What Bugs Eat Lanternflies? Natural Predators Explained

The Spotted Lanternfly (Lycorma delicatula) is a highly invasive insect first discovered in the United States in Pennsylvania in 2014, originating from Asia. This planthopper possesses piercing-sucking mouthparts that draw sap from over 70 different plant species, including economically important crops like grapevines, hops, and fruit trees. The feeding process stresses the host plants, which is compounded by the sticky, sugary waste the insect excretes, known as “honeydew.” This residue encourages the growth of black sooty mold, which can inhibit photosynthesis and severely damage plant health, prompting a search for natural controls.

Native Generalist Insect Predators

Native North American insects are opportunistically learning to consume the Spotted Lanternfly (SLF), acting as generalist predators rather than specialized hunters. Controlled laboratory studies have identified several insect species that effectively prey on the SLF nymphs and adults. Among the most successful are the spined soldier bugs, a native predatory stink bug known to hunt and attack prey in groups.

Praying mantises, including the naturalized Chinese Mantis and the native Carolina Mantis, are frequently observed predators due to their ambush hunting style. Wheel bugs, a type of assassin bug, have also been noted for preying on the SLF nymphs, sometimes hatching their eggs near lanternfly egg masses.

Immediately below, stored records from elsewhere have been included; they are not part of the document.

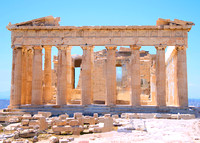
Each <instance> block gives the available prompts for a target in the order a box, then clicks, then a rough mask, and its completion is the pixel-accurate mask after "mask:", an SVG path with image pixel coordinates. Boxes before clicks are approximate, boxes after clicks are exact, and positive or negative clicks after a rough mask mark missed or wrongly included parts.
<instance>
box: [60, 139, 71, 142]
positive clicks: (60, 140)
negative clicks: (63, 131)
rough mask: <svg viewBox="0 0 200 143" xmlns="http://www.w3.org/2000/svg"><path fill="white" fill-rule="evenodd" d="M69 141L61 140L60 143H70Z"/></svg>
mask: <svg viewBox="0 0 200 143" xmlns="http://www.w3.org/2000/svg"><path fill="white" fill-rule="evenodd" d="M68 142H69V140H68V139H59V143H68Z"/></svg>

Spiders are another common group of arthropods that ensnare and consume the SLF, especially the smaller nymphs. While these native predators contribute to localized population reduction, they are not specialized enough to provide widespread control. Their hunting is often limited by the sheer numbers of the pest and their populations are easily impacted by traditional pest management efforts.

Specialized Biocontrol Agents

The most promising long-term strategy involves classical biological control, which introduces specialized natural enemies from the SLF’s native range in Asia. This effort centers on tiny parasitic wasps, known as parasitoids, that have co-evolved with the pest. The goal is to regulate the lanternfly population naturally, similar to how it is managed in its home environment.

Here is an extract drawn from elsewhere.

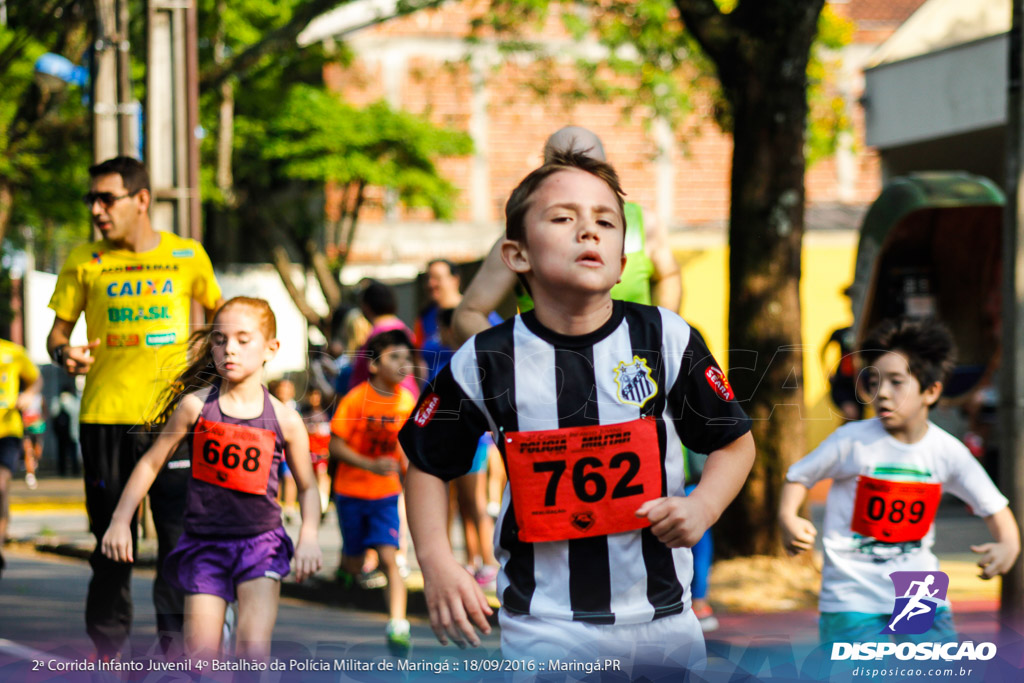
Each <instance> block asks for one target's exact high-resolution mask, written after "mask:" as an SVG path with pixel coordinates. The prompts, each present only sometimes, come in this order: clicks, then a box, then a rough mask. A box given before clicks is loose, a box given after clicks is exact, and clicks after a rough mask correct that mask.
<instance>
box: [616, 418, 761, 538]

Two primary insect agents are currently undergoing rigorous testing in the United States, focusing on their host specificity to ensure they pose no threat to native insect species. One is Anastatus orientalis, an egg parasitoid that targets the mud-like egg masses laid by the lanternfly. This wasp lays its own eggs inside the SLF eggs, destroying the developing pest.

The other agent is the nymphal parasitoid, Dryinus sinicus, which attacks the younger, wingless stages of the lanternfly. The female wasp stings a nymph and deposits an egg on or inside it; the resulting larval wasp then consumes the nymph internally. These specialized parasitoids are expected to provide a consistent, self-sustaining method to manage the invasive pest population over time once approved for widespread release.

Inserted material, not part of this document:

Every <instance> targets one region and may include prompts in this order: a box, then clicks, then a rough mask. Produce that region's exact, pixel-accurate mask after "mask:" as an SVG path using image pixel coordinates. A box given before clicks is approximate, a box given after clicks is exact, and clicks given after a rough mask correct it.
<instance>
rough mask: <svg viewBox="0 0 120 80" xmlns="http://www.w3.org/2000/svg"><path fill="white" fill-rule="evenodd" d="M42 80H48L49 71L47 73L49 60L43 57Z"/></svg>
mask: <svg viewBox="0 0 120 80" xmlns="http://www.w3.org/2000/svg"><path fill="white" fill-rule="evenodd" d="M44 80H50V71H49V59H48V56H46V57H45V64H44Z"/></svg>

Other Ecological Predators

Beyond insects, a variety of other animals have been documented feeding on the Spotted Lanternfly, contributing to localized control efforts. Backyard chickens frequently consume both the adult and nymph stages of the pest, making them effective, if small-scale, predators. Several species of wild birds have also adapted their diets to include the invasive insect.

Birds noted for consuming the SLF include:

  • Northern Cardinals
  • Gray Catbirds
  • Blue Jays
  • Tufted Titmice

Small mammals, including squirrels and bats, have also been observed preying on the lanternflies. Additionally, entomopathogenic fungi, which infect and kill insects, are being studied as a potential non-insect biological control agent.

Lanternfly Defenses and Predation Barriers

The Spotted Lanternfly has several inherent biological and behavioral traits that make it a difficult target for predators, explaining why native species have not yet controlled the outbreak. One significant defense is the sequestration of toxins from its preferred host plant, the invasive tree-of-heaven (Ailanthus altissima). By feeding on the tree’s sap, the lanternfly accumulates bitter-tasting chemical compounds, making it unpalatable or mildly toxic to many potential predators.

The insects also employ multiple behavioral defenses to evade capture, including a rapid jumping ability that allows them to quickly escape. When physically contacted, adults may perform a deimatic display, flashing their conspicuous red hindwings to startle a predator. If seized, they may also engage in “death feigning,” collapsing with their legs folded to appear inedible or deceased.

The nymphs, particularly the younger instars, have a waxy coating on their bodies that may serve as a physical barrier to some predators or contact insecticides. Additionally, adults often feed high up on tree canopies, placing them out of reach for many ground-based or smaller predators. This combination of chemical, physical, and behavioral defenses presents a significant barrier to effective natural predation.